Hornborg writes and talked in his lecture about how the nation state is not an appropriate unit of analysis in environmental history, that the material flows in the world-system ought to be under scrutiny instead. I agree with this, but do recognize, like some of my class mates, that the nation state has political agency and is therefore still important to deal with as an environmental historian. I do not believe the two has to mutually exclude each other – an environmental historian can focus on the nation state and still recognize the importance of material flows in the world-system as central to that nation state. I believe maybe that Hornborg’s position – focusing on flows – is more pertinent in the history of more recent times than older times. The last thirty years or so, since the dawn of the neoliberal era, the autonomy of the nation state and the importance of borders has descreased, at least in the west. International constallations, like the EU and AU, IMF and the World Bank, has grown in importance. At the same time, the political spectrum has shrunk, and political parties from left to right are generally agreeing on most part when it comes to the general definitions of problems in society, and are fighting over details in how to address those problems. To put it simply: in a world governed more by capitalism and free trade, rather than impregnable nation state protectionism, it grows more important that historical analysis takes material flows in the world-system as starting point of analysis rather than the nation state.

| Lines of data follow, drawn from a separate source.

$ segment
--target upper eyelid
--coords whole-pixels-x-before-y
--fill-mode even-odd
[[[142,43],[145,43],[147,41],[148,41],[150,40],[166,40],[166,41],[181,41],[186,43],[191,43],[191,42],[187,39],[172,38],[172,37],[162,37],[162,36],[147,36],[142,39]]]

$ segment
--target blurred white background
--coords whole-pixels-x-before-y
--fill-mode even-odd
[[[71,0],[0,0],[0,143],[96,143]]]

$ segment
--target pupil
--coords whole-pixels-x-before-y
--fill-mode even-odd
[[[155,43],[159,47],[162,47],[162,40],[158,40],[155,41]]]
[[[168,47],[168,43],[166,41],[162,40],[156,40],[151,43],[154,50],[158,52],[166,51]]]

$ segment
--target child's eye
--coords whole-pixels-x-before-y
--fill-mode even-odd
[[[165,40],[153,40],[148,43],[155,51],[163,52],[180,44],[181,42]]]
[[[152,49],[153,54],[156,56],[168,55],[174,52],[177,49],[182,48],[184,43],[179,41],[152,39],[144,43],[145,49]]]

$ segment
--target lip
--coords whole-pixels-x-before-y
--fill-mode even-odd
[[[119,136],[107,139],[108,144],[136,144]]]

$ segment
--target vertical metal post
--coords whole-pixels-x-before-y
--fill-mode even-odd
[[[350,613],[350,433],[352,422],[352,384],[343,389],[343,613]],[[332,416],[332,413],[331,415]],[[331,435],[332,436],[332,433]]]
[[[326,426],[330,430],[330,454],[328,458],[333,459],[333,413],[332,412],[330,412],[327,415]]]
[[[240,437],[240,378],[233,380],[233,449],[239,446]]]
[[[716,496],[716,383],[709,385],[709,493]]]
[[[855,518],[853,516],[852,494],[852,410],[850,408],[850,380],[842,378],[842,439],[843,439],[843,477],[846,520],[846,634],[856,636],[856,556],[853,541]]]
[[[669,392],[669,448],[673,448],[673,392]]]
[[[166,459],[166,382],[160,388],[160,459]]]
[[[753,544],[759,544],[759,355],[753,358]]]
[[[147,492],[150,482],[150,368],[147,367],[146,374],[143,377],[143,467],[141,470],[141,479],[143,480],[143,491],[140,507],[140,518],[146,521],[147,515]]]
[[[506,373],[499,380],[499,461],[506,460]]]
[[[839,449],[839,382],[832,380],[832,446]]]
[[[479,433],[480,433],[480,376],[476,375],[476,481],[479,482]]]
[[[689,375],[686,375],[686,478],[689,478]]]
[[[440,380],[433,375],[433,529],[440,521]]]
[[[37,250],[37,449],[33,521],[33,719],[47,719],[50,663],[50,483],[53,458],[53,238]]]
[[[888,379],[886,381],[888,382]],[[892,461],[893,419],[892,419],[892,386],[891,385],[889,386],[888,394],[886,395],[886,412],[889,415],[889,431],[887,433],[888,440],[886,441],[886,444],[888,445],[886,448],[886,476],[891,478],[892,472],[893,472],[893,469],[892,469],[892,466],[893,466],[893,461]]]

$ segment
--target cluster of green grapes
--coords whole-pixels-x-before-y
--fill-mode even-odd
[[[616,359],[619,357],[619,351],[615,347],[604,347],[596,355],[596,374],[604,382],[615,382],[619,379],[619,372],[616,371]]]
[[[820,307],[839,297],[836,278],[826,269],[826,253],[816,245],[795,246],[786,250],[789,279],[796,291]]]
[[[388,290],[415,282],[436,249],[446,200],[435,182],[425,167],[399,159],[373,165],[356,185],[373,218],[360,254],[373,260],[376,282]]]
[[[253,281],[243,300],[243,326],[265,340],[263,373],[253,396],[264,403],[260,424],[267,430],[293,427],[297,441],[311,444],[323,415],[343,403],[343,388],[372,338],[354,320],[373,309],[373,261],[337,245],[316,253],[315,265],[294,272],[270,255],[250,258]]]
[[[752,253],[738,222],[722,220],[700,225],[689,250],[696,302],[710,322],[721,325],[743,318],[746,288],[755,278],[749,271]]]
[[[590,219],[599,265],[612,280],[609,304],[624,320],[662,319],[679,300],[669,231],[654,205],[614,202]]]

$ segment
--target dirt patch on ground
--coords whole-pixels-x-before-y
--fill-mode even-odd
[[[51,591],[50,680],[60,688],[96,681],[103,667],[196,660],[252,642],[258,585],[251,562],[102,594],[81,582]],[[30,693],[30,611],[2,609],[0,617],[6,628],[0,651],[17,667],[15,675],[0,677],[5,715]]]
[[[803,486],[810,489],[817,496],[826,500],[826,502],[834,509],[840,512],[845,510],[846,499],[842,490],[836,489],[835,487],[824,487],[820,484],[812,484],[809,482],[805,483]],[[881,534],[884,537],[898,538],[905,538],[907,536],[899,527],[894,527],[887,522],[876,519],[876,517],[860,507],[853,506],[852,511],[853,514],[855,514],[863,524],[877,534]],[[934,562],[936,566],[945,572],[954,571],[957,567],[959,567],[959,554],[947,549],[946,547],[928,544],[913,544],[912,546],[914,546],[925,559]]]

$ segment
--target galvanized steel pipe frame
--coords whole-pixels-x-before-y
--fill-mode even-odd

December 18, 2014 at 14:58 #15783
 Markus

Comment on Ellen Lindh’s reflection, Alf Hornborg, March 3, 2014

You point out the two things I too see as Hornborg’s greatest contribution to the debate about what global environmental history can be, namely that a world-system approach can deepen our understanding of environmental change over time, and that the nation state as the unit of analysis does not sufficiently explain environmental change. With this said, I find your point of “micro history” being lost, or forgotten, in the effort to find the “macro history” interesting and important.
I believe this to be a problem with calling our discipline “global”. Calling our discipline, and our program, “global” environmental history is of course in critique of the nation state perspective on history, encouraging us to look beyond the man-made borders in our persuit to understand environmental change. But at the same time, the word seems to me a bit ill-chosen exactly because it implies a global approach. It sounds like the history of empires and continents, with gargantuan statistics of flows and interconnections. It does not sound like the history of the particular, the “micro”.
The way I think about it, “global” in this context is exactly what Hornborg is arguing for, that is, that a fundamental understanding of environmental history is that things separated in space and time are still connected. Mining in South America has an impact on the forests in Europe, for instance. But many times when I have had to explain what it is that I am studying to someone, it has been obvious to me that the term “global” is anything but intuitive for people not familiar with the discipline of history. In their ears, it sounds like my discipline is one intent on producing histories of “the world”. I think this to be unfortunate since many people are not really interested in “world histories” at all. I think perhaps there can be other terms that are more apt. Maybe “systemic environmental history” could work since it is the (world-) systemic approach to history that we are talking about. The drawback then would be that “systemic” sound like a methodological standpoint, that this is a history of computor models and excel sheets rather than narratives. I think maybe, therefore, the best approach would be to get rid of the whole “global” thing all together and simply call our subject “environmental history”. The systemic and global nature of a history of the environment is implicit anyway.